トランプ降ろし第3のシナリオは、副大統領によるクーデター - 冷泉彰彦 プリンストン発 日本/アメリカ 新時代
ニューズウィーク日本版 / 2017年5月16日 11時0分
ですが、問題そのものは「ニクソンが再選をかけた大統領選挙の結果について疑心暗鬼に駆られた結果、敵陣営の会話を盗聴すべくスパイを送り込んだ」ことと、その事件への「大統領の関与に関する隠蔽を図った」という、バカバカしいと言えばバカバカしい事件です。
ですが、仮に「トランプ陣営のロシアとの癒着」が証明されるとなると、これは大統領選において外国勢力と結託し、外国勢力の介入を許したという建国以来の大不祥事になるわけで、問題のインパクトはこちらの方が上だと言えます。
一方で、ウォーターゲート事件というのは、その発覚の時点で「民主党本部に潜入して盗聴器を仕掛けようとした」スパイは捕まっているわけで、「犯罪が立証されている」ところからのスタートでした。論点は「大統領の関与」と「大統領による隠蔽工作」の有無に絞られていったのです。
【参考記事】FBIコミー長官解任劇の奇々怪々
これに対して、今回の「ロシア疑惑」は側近による金銭授受がせいぜいで、大統領本人の関与や、ロシアとの癒着を立証するのはそう簡単ではありません。つまり正規の弾劾プロセスになると、相当に時間を要する可能性があります。
この2つのファクターを頭に入れて考えると、まず1つのシナリオは、このままズルズルとトランプ政権のままで中間選挙を迎えるという流れです。そうなると、中間選挙ではもしかすると「トランプ不人気」を受けて、民主党が大きく勢力を伸ばすかもしれません。

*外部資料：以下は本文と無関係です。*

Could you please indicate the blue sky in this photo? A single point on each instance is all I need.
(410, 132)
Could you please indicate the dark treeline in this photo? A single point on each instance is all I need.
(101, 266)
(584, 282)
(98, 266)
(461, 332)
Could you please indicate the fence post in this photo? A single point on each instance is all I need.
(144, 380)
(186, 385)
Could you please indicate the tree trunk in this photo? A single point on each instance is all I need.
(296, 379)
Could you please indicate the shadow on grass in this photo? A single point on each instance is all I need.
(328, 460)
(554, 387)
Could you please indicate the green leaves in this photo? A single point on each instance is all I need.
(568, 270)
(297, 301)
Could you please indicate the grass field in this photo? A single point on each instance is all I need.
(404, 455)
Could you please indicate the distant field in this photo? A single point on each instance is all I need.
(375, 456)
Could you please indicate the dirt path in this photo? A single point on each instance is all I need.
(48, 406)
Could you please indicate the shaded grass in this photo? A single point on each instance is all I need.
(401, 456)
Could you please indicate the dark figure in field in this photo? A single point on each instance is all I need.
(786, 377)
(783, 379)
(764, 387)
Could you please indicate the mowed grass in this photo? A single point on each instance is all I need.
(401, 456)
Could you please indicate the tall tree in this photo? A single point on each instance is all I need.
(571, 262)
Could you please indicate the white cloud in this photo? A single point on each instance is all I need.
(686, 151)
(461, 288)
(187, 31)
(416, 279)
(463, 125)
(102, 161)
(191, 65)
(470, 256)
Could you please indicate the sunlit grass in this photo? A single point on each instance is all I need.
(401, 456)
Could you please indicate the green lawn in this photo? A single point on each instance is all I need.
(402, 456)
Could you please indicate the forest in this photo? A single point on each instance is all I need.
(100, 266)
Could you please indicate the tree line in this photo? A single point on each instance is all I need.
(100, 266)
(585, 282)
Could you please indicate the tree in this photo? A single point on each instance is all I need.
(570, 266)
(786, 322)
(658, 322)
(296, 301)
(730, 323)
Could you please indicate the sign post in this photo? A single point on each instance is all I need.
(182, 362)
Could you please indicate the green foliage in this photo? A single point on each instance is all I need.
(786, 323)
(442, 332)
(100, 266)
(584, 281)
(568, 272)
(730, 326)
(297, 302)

その場合は、2019年の新しい議会で、大統領への弾劾が始まる可能性が大きくなります。そうすると、2020年の大統領選挙へ向けて、共和党は常に守勢に立たされるわけです。だからと言って、民主党主導での弾劾の動きに共和党が即座に協力するわけにもいかないし、そもそも大統領を辞任させるのにスッタモンダすれば党のイメージダウンは加速、仮にペンス副大統領が政権を担うとしても求心力に傷が付きます。
2つ目のシナリオは、早期に弾劾のプロセスを開始するという流れです。ですが、その場合も民主党が団結している状態に、共和党の「アンチ・トランプ派」が乗っかる形となり、共和党として党勢回復は難しいでしょう。そもそも、大統領が頑強に抵抗して政局が流動化する可能性もあります。
そこで出てくるのが第3のシナリオです。弾劾ではなく、「合衆国憲法修正25条4項」を使って、副大統領と過半数の閣僚が「大統領の職務遂行不能宣言」を行うという「副大統領によるクーデター条項」を発動するのです。これはケネディ暗殺事件を受けて制定されたもので、とにかく副大統領と閣僚の過半数が署名すれば「大統領を職務停止に追い込める」というものです。